By Rebecca Howard
April 17 (BusinessDesk) - Favourable rainfall across New Zealand has improved the outlook for the electricity sector according to the latest operating metrics lodged with the NZX.
"Hydro conditions have been pretty favorable, which has been an ongoing story for the North Island for a long time and the South Island has recovered, so that's probably the key thematic coming through, along with pretty stiff retail competition," said Forsyth Barr analyst Andrew Harvey-Green.
Mercury New Zealand joined Contact Energy, Genesis Energy, Meridian Energy and Trustpower in lodging its latest operating metrics, lifting its annual earnings guidance for the third time as wet weather continues to benefit the electricity gentailer.
Mercury said large inflows associated with cyclones Fehi and Gita suppressed wholesale prices and pushed national hydro storage to 114 percent of average by the end of the quarter and the favorable hydrological conditions saw it lift its full-year hydro generation forecasts to 4,700GWh, up 150GWh due to continued wet weather in the Taupo area.
Mercury also said, however, customer numbers decreased by 2,000 over the quarter to 391,000 due to intense retail competition with 48 retail brands now competing in the New Zealand market, up 12 from the previous year.

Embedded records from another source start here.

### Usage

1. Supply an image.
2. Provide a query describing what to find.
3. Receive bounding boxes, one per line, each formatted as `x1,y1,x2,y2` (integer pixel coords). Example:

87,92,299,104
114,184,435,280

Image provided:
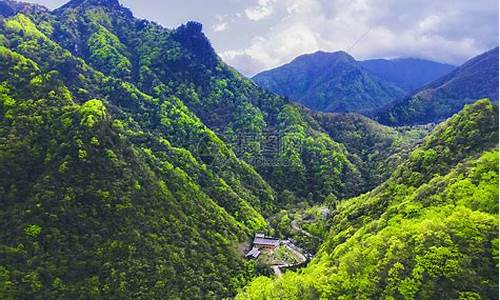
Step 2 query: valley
0,0,499,300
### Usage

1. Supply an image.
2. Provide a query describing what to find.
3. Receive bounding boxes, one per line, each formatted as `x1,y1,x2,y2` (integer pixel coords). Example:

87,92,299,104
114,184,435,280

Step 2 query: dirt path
290,220,321,241
271,265,284,277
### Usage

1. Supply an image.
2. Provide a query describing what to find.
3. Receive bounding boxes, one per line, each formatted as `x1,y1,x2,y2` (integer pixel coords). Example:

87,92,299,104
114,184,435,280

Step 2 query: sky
22,0,499,76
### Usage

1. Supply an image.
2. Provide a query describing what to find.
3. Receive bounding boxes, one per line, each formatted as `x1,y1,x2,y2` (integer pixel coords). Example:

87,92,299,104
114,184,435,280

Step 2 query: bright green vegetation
0,0,497,299
237,100,498,299
310,112,432,192
253,51,406,112
0,1,378,299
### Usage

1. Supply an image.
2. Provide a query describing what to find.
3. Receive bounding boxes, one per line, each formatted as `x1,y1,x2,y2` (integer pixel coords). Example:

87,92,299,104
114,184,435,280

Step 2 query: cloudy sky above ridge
24,0,499,76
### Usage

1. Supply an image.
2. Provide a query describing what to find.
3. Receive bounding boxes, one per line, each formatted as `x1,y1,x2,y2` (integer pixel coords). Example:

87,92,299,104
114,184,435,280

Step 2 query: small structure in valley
253,233,281,249
245,233,281,259
245,247,260,259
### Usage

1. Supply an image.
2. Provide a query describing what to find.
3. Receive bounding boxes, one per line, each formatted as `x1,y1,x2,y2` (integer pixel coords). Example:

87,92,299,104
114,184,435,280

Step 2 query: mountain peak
295,50,356,63
57,0,122,10
0,0,48,17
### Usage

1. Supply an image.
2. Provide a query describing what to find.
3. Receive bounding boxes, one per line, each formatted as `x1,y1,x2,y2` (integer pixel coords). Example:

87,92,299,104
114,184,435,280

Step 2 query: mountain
0,0,398,299
360,58,455,93
373,47,498,125
237,100,499,299
310,112,432,190
253,51,405,112
0,0,498,299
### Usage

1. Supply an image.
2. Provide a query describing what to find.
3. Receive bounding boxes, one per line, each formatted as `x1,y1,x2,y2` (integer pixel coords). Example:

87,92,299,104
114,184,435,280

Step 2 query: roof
245,247,260,258
253,237,280,247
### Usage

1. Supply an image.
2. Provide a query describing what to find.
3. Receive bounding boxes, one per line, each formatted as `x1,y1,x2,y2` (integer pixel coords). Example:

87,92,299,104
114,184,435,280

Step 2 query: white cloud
212,22,227,32
245,0,276,21
221,0,498,75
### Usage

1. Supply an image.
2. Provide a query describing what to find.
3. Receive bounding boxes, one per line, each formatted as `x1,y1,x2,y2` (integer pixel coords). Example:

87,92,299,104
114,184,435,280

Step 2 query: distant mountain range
253,52,405,112
360,58,456,92
253,51,454,112
374,47,498,125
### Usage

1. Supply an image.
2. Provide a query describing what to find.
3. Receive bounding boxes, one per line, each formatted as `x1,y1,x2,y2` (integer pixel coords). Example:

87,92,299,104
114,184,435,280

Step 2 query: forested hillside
237,100,498,299
361,58,456,93
253,51,405,112
376,47,498,125
0,0,418,299
0,0,498,299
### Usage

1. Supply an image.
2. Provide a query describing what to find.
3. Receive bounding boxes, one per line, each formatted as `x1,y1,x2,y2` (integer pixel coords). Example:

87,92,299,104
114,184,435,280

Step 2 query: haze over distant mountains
376,47,498,125
253,51,454,112
0,0,499,300
361,58,456,92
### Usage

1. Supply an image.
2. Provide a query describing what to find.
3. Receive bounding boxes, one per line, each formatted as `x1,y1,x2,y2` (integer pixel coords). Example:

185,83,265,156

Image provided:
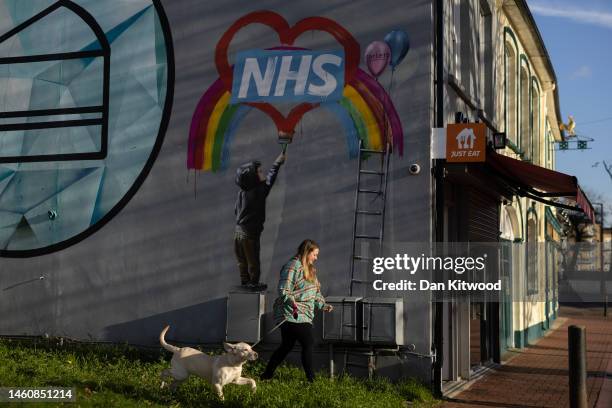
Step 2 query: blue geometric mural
0,0,174,256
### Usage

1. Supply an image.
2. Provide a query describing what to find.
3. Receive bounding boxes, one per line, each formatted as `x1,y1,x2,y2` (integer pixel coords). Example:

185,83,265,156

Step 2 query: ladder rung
357,210,382,215
355,235,380,239
353,255,374,261
359,149,387,154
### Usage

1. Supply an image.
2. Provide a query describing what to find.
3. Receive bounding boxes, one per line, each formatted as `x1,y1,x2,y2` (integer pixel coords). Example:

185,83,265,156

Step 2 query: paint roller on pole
278,130,294,154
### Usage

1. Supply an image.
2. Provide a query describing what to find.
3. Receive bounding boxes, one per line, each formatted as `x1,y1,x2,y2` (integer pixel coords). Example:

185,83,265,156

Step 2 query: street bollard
567,326,588,408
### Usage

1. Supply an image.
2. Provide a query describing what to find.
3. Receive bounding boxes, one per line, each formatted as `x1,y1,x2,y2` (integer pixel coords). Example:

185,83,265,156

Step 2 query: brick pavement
441,307,612,408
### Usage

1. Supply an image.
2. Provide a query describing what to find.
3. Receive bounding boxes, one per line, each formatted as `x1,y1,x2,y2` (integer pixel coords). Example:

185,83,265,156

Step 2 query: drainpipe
433,0,444,397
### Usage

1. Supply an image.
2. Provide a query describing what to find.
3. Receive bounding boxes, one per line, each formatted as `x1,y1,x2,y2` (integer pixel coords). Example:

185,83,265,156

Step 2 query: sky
527,0,612,224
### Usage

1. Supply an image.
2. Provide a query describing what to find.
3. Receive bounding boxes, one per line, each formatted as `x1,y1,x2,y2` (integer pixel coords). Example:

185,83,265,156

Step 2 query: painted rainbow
187,69,404,172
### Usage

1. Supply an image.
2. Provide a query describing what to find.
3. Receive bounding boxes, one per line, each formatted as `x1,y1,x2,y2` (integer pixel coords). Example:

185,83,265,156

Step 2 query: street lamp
593,203,608,317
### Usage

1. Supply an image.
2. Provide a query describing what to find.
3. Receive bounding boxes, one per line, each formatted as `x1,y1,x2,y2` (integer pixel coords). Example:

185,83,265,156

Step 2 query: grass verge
0,339,436,408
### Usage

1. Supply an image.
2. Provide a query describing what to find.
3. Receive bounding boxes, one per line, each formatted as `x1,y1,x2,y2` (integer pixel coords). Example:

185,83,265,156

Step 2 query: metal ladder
349,141,391,296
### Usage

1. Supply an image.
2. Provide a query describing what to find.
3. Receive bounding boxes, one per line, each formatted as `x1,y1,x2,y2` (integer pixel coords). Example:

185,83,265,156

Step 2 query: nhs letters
231,50,344,103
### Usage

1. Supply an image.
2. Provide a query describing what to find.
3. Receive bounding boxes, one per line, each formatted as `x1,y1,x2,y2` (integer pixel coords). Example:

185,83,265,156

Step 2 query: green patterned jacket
274,257,325,324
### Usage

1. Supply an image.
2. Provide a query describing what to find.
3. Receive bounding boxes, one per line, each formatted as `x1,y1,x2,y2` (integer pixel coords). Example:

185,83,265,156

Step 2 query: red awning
486,151,595,222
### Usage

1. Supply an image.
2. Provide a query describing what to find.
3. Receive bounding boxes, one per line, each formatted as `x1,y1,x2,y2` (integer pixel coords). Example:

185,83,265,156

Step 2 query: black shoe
248,283,268,292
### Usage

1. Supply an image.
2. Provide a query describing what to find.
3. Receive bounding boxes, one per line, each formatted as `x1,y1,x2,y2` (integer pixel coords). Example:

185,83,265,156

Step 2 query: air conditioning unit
361,297,404,346
323,296,362,343
225,291,266,343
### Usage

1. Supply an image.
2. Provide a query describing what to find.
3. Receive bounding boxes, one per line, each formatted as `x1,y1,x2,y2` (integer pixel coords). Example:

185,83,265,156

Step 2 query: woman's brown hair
295,239,319,282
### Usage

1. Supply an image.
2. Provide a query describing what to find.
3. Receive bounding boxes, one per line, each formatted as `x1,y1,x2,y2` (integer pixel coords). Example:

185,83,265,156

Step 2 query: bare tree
584,187,612,227
603,160,612,180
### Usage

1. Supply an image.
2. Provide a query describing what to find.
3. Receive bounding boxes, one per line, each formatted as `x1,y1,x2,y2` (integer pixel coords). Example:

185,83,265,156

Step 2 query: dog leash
251,303,297,348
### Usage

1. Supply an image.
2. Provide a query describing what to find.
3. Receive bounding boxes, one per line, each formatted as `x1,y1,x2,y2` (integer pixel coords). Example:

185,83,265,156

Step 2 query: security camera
409,163,421,175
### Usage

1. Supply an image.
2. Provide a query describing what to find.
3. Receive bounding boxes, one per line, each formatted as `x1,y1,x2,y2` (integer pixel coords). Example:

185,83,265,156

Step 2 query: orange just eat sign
446,123,487,163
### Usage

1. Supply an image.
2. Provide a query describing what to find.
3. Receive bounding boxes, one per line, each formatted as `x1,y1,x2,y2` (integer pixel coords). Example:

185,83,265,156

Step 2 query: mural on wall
0,0,174,256
187,11,408,172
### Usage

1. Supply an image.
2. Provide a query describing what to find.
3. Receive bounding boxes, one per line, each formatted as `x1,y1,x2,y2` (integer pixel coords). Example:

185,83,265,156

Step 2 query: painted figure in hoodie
234,153,286,290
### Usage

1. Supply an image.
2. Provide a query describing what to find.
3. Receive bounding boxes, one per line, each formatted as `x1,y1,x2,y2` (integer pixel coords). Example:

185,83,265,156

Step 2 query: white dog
159,326,257,399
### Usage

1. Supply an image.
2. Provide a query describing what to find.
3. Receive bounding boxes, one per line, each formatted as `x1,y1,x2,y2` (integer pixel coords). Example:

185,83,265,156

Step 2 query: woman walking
261,239,332,382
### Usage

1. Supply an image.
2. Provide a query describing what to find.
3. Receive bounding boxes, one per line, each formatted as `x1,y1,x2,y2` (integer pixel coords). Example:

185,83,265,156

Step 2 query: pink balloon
365,41,391,78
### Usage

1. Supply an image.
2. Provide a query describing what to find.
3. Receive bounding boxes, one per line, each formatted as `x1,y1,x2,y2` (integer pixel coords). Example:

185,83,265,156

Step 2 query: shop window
504,41,518,145
519,65,531,160
531,78,542,165
479,0,496,118
459,0,480,98
527,213,539,295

Last week, Wellington-based Infratil said annual earnings were at the top end of guidance thanks to a return to normal rainfall for Trustpower's Hydro scheme. Trustpower's total overall electricity connections have dropped 1.1 percent to 273,000 due to Trustpower losing a small number of commercial customers with a large number of connections, it said.
Genesis' operating metrics also show it is continuing to benefit from the heavier rain on the North Island. The Tekapo lake ended the March quarter on 122 percent average. National storage, however, recovered through the quarter, ending on 111 percent of average.
For electricity generators who are more dependent on South Island rainfall, things are also improving after a dry spring and summer left hydro-lakes at below average levels.
According to Meridian, its March monthly total inflows were 113 percent of historical average, up from 107 percent in April. South Island storage was at 110 percent of average and North Island storage at 135 percent of average on April 10.
Meridian, however, also saw a 0.5 percent fall in electricity demand in March versus the same month a year earlier. March was a warm month across New Zealand and heavy rains led to flooding in some areas and lower irrigation use. Meridian’s retail sales volumes in March 2018 decreased by 8.6 percent compared to March 2017.
Contact Energy, which has two hydro-power schemes on the South Island, also said the rainfall improved in March. As at April 11, South Island controlled storage was 110 percent of the mean, versus 107 percent on March 31 while North Island controlled storage was 144 percent of mean versus 152 percent on March 31.
In an analyst's note, Morningstar forecast solid revenue growth for Contact Energy of around 3 percent per year on average "reflecting tightening electricity markets and normalisation of rainfall."